U.S. consumer confidence rises in December 2013

Consumer confidence increased in December 2013 as consumers expressed more confidence in future economic and job prospects, according to The Conference Board.

The Conference Board's Consumer Confidence Index rose to 78.1 in December 2013 from 72 in November 2013. A reading of 90 or higher indicates a healthy economy.

The index measures how shoppers feel about business conditions, the job market and the next six months. Economists watch the index closely because consumer spending accounts for about 70 percent of economic activity and is a critical part of a strong rebound.

Those expecting business conditions to improve during the next six months rose to 17.2 percent from 16.7 percent, and those expecting business conditions to worsen decreased to 14 percent from 16.1 percent.

Additionally, 17.1 percent expect more jobs during the next six months compared with 13.1 percent in November 2013. Those expecting fewer jobs decreased from 21.4 percent to 19 percent.

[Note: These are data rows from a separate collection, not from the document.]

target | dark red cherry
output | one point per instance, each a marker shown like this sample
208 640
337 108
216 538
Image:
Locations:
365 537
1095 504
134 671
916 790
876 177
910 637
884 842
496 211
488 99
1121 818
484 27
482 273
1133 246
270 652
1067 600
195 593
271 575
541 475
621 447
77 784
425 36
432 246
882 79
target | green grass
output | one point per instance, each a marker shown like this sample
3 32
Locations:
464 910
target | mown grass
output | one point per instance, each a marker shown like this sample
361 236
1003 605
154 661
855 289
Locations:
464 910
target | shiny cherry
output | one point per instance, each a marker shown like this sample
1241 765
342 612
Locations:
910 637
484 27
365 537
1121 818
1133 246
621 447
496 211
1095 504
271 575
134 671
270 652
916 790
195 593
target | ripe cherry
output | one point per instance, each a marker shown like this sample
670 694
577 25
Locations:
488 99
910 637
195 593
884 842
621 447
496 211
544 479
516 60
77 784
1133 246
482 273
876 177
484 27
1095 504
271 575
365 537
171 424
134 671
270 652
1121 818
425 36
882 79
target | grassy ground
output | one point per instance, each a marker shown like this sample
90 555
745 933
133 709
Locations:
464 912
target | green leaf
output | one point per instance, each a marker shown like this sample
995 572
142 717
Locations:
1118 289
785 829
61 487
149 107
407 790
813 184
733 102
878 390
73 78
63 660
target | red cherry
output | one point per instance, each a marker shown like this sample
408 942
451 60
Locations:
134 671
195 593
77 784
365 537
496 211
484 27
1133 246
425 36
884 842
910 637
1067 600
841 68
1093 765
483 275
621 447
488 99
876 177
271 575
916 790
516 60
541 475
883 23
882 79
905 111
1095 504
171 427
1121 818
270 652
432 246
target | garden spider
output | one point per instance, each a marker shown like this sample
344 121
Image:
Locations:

"Consumer confidence rebounded in December and is now close to pre-government shutdown levels," says Lynn Franco, The Conference Board's director of economic indicators. "Sentiment regarding current conditions increased to a 5 1/2-year high, with consumers attributing the improvement to more favorable economic and labor market conditions. Looking ahead, consumers expressed a greater degree of confidence in future economic and job prospects but were moderately more pessimistic about their earning prospects. Despite the many challenges throughout 2013, consumers are in better spirits today than when the year began."